LaGuardia Terminal B renovation promises “new, more fun era”
In 1938, TIME Magazine called LaGuardia Airport “the most pretentious land and seaplane base in the world.” Built during a period of significant investment in American infrastructure, LaGuardia was a national and international model for air travel. Today, like many other American airports, it lags behind. In fact, Airport Council International estimates that US airports alone will require almost $76 billion in investment by 2019 to ensure they remain globally competitive and meet projected growth in passengers and cargo.
As the traditional way of funding airports – government grants and passenger fees – will fail to meet that requirement, public-private partnerships are increasingly becoming a preferred model for redevelopment projects. In 2016, LaGuardia Gateway Partners (LGP), partnered with the Port Authority of New York and New Jersey to rebuild LaGuardia Central Terminal B. Not a moment too soon – recent years have seen passenger flow creep to almost than 15 million passengers annually in the terminal, seven million more than it was built for.
While LGP constructs a new state of the art facility, operations at the current terminal for those 15 million will stay the same. “That doesn’t mean the building won’t change,” explained Ed Baklor, chief commercial officer, LaGuardia Gateway Partners. New Yorkers and domestic travellers to New York will be familiar with the terminal’s “idiosyncrasies” that have developed over time, noted Baklor – “quirks” like leaky ceilings or corridors without much lighting.
LGP is taking aim at these with a $5 million dollar investment in the existing terminal that will improve passenger experience while we wait for the new terminal to come online. “Since day one, we’ve been fixing those leaking ceilings, upgrading our HVAC system, painting the walls, installing new lights in the bathrooms and adding more charging stations.

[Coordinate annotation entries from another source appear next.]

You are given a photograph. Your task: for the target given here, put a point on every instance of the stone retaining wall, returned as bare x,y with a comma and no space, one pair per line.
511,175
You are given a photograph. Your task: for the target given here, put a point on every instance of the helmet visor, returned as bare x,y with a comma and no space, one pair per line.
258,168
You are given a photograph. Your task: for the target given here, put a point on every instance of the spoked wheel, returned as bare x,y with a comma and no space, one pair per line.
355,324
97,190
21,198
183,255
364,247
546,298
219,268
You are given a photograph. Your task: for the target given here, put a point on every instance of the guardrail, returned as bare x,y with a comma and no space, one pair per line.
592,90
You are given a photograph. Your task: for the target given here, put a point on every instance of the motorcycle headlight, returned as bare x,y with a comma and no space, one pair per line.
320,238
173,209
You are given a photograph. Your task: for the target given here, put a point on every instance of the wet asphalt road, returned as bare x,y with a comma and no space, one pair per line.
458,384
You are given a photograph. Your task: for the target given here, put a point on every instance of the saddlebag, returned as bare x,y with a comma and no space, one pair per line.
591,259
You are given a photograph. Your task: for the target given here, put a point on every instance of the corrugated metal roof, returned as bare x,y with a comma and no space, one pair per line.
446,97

We know that, though they may not be revolutionary, these pieces matter to passengers as they can make their journey more comfortable,” said Baklor.
Importantly, this period also enables LGP to test new concepts and see what works best before it finalises plans for the new terminal. “Since signing the lease in June, we have been conducting trials on different elements that impact passenger experience – from experimenting with various types of chairs in the food court to refining new innovations like beacon technology that allows us to track and share wait times for TSA and taxis,” said Baklor. “We are getting to know the tastes of customers so that, by the time the new building opens, we have incorporated their needs into the new facility,” he added.
A lot has changed in air travel since TIME was writing articles praising LaGuardia Airport. People used to find flying glamorous, but more and more now dread the airport. Baklor hopes to use his background at Disney and WestJet to make traveling through Central Terminal B enjoyable, maybe even fun.
“In the past months we have brought on a squad of entertainers to amuse folks as they get from the curb to their gate. They are helping us to usher in a new era for LaGuardia Central Terminal – not a pretentious one, per se – but an exciting one!” he added.
Vantage Airport Group is part of the team leading the redevelopment and construction of Central Terminal B. It also has a management services agreement with LGP for operation of the terminal to 2050.
While New York’s John F Kennedy International and Newark’s Liberty International airports grab the headlines about international connectivity into the city, the downtown LaGuardia Airport plays a critical role in supporting strong domestic flows in and out of the Big Apple.
LaGuardia Airport is the largest domestic gateway into New York and despite its infrastructure constraints for the past two years has provided more than 38 million scheduled seats in and out of the city after continuous growth during the 2010s. In fact last year it offered its largest inventory for the past ten years. Its largest operator was Delta Air Lines with a 39.7 per cent capacity share, ahead of American Airlines (28.6 per cent), Southwest Airlines (8.4 per cent), United Airlines (7.4 per cent) and JetBlue Airways (4.9 per cent).